Using a GPS unit to map a rattlesnake den. © Mike Davenport

Timber rattlesnakes (Crotalus horridus horridus), like other reptiles, are cold-blooded.  In order to survive through the long, cold winter in New Jersey, they hibernate in dens.  Research has shown that rattlesnake dens in the northern part of the state can vary from rocky outcroppings with crevices, ledges or boulders to forest interior dens consisting of a few rocks and a hole in the ground.  In New Jersey’s Pinelands, however, rattlesnake dens are quite different.  Rattlesnake dens in the Pinelands are usually underground crevices near bodies of water, often underneath large tree roots.

Rattlesnakes will almost always use the same den year after year.  In addition, rattlesnake young typically follow the scent trail of their mother in order to find their way to her den their first fall, or may follow any timber rattlesnake to a suitable den.  As a result, a good den site may provide a winter refuge for a number of rattlesnakes of all age classes, as well as other species of snakes.

Since the goal of our mission was to map den locations, we had to make sure we arrived at the den site once it was warm enough for the rattlesnakes to come out of their crevasses to bask but before they had enough warm weather to travel away from the den site.  Timing was crucial.  After a week with some fairly warm days mixed with very cool nights and a few cool days, we ventured out during the last week of April on a day when the air temperature climbed into the lower 80’s.

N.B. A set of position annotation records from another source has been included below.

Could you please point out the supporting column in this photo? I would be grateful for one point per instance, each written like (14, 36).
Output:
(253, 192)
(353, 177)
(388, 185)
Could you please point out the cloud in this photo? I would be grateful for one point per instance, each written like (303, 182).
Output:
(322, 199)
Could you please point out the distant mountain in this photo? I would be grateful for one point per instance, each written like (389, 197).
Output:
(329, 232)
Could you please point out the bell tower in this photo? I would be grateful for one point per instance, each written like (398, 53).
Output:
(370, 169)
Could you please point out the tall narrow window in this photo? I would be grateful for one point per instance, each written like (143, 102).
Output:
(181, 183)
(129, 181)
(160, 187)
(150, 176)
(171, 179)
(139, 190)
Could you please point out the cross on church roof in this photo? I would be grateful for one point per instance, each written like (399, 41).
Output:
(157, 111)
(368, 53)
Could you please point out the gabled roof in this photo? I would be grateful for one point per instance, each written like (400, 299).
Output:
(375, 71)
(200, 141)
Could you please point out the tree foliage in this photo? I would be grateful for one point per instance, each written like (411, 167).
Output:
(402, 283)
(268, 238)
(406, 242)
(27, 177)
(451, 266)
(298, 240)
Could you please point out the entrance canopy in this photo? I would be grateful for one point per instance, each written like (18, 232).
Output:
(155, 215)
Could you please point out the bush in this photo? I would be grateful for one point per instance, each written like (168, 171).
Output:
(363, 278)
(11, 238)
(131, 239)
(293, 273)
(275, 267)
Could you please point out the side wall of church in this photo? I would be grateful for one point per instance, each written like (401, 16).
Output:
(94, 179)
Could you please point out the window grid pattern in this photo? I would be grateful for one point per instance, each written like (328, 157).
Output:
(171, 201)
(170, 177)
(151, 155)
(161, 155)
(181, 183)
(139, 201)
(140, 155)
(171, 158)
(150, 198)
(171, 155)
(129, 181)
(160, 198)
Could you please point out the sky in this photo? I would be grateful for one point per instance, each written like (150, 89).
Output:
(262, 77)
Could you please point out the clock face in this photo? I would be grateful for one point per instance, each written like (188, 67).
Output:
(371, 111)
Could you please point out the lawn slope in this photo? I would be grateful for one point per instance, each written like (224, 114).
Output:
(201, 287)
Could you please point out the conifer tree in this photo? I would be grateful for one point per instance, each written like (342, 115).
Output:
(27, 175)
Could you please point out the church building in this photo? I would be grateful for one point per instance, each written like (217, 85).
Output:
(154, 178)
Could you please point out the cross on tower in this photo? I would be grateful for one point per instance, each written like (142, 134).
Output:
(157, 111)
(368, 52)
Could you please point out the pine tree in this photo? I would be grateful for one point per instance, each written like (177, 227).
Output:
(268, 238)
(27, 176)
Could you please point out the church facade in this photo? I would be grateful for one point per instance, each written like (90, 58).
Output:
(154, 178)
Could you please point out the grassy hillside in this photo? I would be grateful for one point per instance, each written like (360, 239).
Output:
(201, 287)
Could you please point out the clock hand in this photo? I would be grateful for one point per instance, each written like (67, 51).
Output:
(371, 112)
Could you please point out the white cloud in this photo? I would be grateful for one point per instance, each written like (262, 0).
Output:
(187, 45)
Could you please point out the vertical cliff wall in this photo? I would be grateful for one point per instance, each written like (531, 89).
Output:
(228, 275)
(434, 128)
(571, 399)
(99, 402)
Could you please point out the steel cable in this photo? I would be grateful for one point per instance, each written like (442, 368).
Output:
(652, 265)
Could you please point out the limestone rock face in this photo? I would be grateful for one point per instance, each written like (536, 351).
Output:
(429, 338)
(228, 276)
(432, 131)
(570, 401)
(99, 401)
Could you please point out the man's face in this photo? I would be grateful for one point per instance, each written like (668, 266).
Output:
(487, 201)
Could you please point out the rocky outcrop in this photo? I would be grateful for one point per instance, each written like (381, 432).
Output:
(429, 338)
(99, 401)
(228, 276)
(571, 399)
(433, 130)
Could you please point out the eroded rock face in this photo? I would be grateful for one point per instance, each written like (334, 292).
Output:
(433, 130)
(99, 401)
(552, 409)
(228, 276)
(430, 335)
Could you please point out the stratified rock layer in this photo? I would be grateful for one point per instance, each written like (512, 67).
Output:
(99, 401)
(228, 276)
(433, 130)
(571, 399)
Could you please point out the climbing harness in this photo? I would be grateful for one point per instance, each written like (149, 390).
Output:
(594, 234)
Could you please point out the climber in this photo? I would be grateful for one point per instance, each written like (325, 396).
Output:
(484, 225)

The first den site we visited required a fairly long hike through a rocky, deciduous forest.  Fortunately, Kris had visited both den sites several years earlier so she had a good idea of where we needed to go.  We were fortunate to find two individuals at the den site, one yellow-phase juvenile and one yellow-phase sub-adult or young adult.  While I GPSed the den site, Kris attempted to determine their sex based on their appearance (the young adult was a female but the juvenile’s sex could not be determined).

GPS units work when there is an unobstructed line of sight to four or more GPS satellites.  With 7-8 satellites being detected by the GPS unit, my task of mapping the site was fairly easy and took little time.  The trees had yet to leaf-out so my GPS unit had a clear signal from above.  We also observed a northern black racer (Coluber constrictor constrictor) at the den site.

The second den site required a much longer and more strenuous hike accompanied by swarms of black flies.  At that location, we observed three rattlesnakes – one black-phase adult (sex undetermined), one yellow-phase adult male, and one yellow-phase sub-adult or young adult (sex undetermined).  GPSing this location took a little more effort though due to the terrain both because it was more difficult to get to the site and once there, the terrain made getting a clear signal on the GPS unit a little more tricky and it took far longer than at the first den.

Out of the five rattlesnakes we observed, only one ever rattled.  Rattlesnakes rely on their camouflage as their first line of defense.  Even when we were close by, they remained motionless.  At no point did any of the snakes approach us or attempt to strike.  The only two individuals which moved at all during our survey, moved away from us into rock crevasses and that was likely due to our prolonged presence staring at them.

Snakes, and venomous snakes in particular, have an undeserved bad reputation.  At no point during our survey did I ever have any fear of being bitten by a rattlesnake.  In all honesty, I was actually far more afraid of being bitten by a tick instead (I only found about four or five on me during the entire day).